Wie gesagt: Einfach die Uni fragen.
Viel Glück!
Halloele joan,
da zitier ich mal ganz „kurz“ das Fachhochschulgesetzt von BW:
(6) Besonders qualifizierte Berufstätige, die keine Hochschulzugangsberechtigung besitzen,
können durch das Bestehen einer besonderen Prüfung die Qualifikation für das Studium in
einem bestimmten Studiengang erwerben. Zur Eignungsprüfung wird zugelassen, wer seine
Hauptwohnung seit mindestens einem Jahr in der Bundesrepublik Deutschland hat und dort seit mindestens einem Jahr beruflich tätig ist, eine mindestens zweijährige Berufsausbildung erfolgreich abgeschlossen hat, mit qualifizierter Note die Meisterprüfung, eine gleichartige berufliche Fortbildung nach dem Berufsbildungsgesetz oder nach der Handwerksordnung im erlernten Beruf oder eine Fachschule nach § 14 des Schulgesetzes erfolgreich abgeschlossen hat und mindestens vier Jahre im erlernten Beruf tätig war.

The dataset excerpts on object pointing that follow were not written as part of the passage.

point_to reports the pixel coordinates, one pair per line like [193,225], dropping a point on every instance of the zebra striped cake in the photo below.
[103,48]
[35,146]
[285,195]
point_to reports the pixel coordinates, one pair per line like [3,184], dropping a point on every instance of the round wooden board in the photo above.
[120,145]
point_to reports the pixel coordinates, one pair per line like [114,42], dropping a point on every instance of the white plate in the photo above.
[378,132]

Einer Fachschule steht gleich
eine freie Bildungseinrichtung, die eine gleichwertige berufliche Fortbildung vermittelt. Die Eignungsprüfung dient der Feststellung, ob der Bewerber auf Grund seiner Persönlichkeit, seiner geistigen Fähigkeiten und seiner Motivation für das Studium in dem gewählten Studiengang geeignet ist. Das Nähere über die Zulassung zur Prüfung, die Anforderungen in der Prüfung, die Art und den Umfang der Prüfungsleistungen, die Zusammensetzung der Prüfungskommission,
das Prüfungsverfahren sowie die Folgen von Verstößen gegen Prüfungsvorschriften regelt das Kultusministerium durch Rechtsverordnung im Einvernehmen mit dem Wissenschafts-ministerium, dem Innenministerium, dem Finanzministerium, dem Sozialministerium,
dem Ministerium Ländlicher Raum und dem Wirtschaftsministerium. Das Bestehen der Eignungsprüfung gilt als gleichwertiger Bildungsstand nach § 20 Abs. 2 Nr. 3 LBG.
Gruesse Bergsteiger
Die IHK bietet eigentlich in jedem Bundesland z.B. Dipl. Betriebswirt an. Das geht auch mit „nur Ausbildung“ und einigen Jahren einschlägiger Berufspraxis in dem jeweiligem GEbiet. Tendenziell heisst hier einschlägig 3-5 Jahre. Surf doch mal auf ihk.de oder googel mal! Viel Erfolg! Super Schritt nach Vorne!